Posted by Stanley Monkhouse at Saturday, 4 November 2017 at 3:18pm GMT

'And as the letter wants the church to provide millions in support for the lifetime of any and all victims...'

Since the letter is written by a named person, it seems an extraordinary slight not to mention his name. Gilo is a real person, and one who has suffered enormously at the hands of the Church - both by the actions of the abuser, and the behaviour of the Church's leaders and representatives since.

Gilo has nowhere mentioned millions, he has merely asked for adequate settlements - and for justice. It really won't do to be more concerned that the Church might fall prey to 'bankruptcy and bad publicity', than for the vulnerable we have mistreated. If that's really the case, we don't deserve to survive.

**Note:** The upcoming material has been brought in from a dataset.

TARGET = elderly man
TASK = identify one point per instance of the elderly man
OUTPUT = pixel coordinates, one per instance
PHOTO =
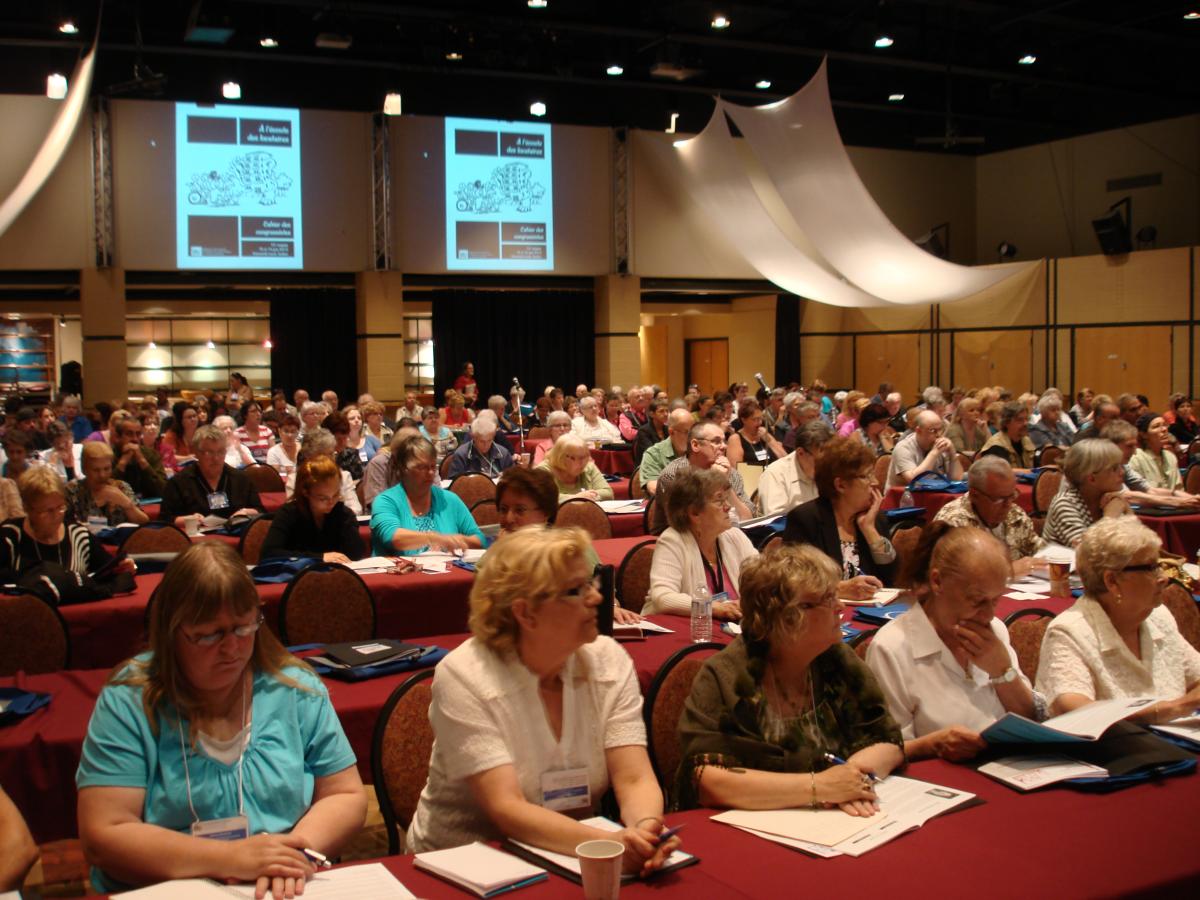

Posted by Janet Fife at Saturday, 4 November 2017 at 4:41pm GMT

Janet. On this matter you (and Gilo) have said all that is to be said. My comments on the Peterborough thread are superficially light hearted but of course are intended to make a serious point. I do not care what interests people I their spare time but I do care, as do you, whether they have tried to do something, even in a small way, to combat sexual and physical abuse, domestic violence, modern slavery, sexism and homophobia. Especially but not only if any of these are perpetrated, tolerated or covered up under the guise of religion.

Posted by Bernard at Saturday, 4 November 2017 at 10:58pm GMT

Janet Fire wonders what mandatory reporting, mentioned in Gilo's point 7 refers to.

The Baroness Walmsley, to whom he refers, proposed an amendment to the Serious Crime Act, and then withdrew it following a government promise of consultation. The Bishop of Durham, then the chief Safeguarding bishop, was strongly in favour of mandatory reporting, but he is no longer Safeguarding spokesman The Church's National Safeguarding Panel is less keen and one member, Baroness Howarth, has come out clearly against.

Mandatory Reporting, as understood by Baroness Walmsley, would make it a criminal offence for any person in certain roles (including voluntarily) to fail to report to the authorities if they knew or reasonably suspected, or had cause to reasonably suspect, that abuse or neglect was taking place. Gilo appears to be referring to the Church having at one time been in favour of the proposed law, and now being more ambivalent or opposed.

Gilo seems to me to be asking the Archbishop to champion Mandatory Reporting, or persuade the Church to do so, by reverting to the position articulated by Bishop Butler.

Chris H - no the Archbishop does not have such powers, but following his 7 points, Gilo refers to the Archbishop leading the call for change. Gilo seems to be asking him to use his influence and persuasive skills. And I think you are right, the person in the pew is no more willing to pay for the failures of the clergy, than the person not in the pew. There are some denominations where clergy are under lay supervison, and it was once so here, and then lay members might be held responsible, but the bishops in the C of E have used their own failings as an excuse to abrogate even more powers to themselves.

Posted by T Pott at Sunday, 5 November 2017 at 9:48pm GMT

Thank you, T. Pott, for your clarification. And I like the name Janet Fire, I think I'll keep it!

I'm relieved if the silence of some of you on the subject indicates no lack of concern, but a feeling that comment is inadequate. I have spent some 25 years trying to get various leaders in the Church to take these matters seriously, and have met mostly with a yawning lack of interest - if not a downright refusal to deal with it. They'll have to sooner or later, and sooner is better for all kinds of reasons.

Posted by Janet Fife at Monday, 6 November 2017 at 3:02pm GMT

It would be helpful if we were able to see both sides of the correspondence. Gilo, Jayne Ozanne, ‘Joe’ ‘Michel’ and all others deserve our gratitude, respect and love for persisting in, what is very, very distressing for them as well as for the rest of us, their attempt to get “The Church” to behave as Christ would have us behave. Bravo to you all.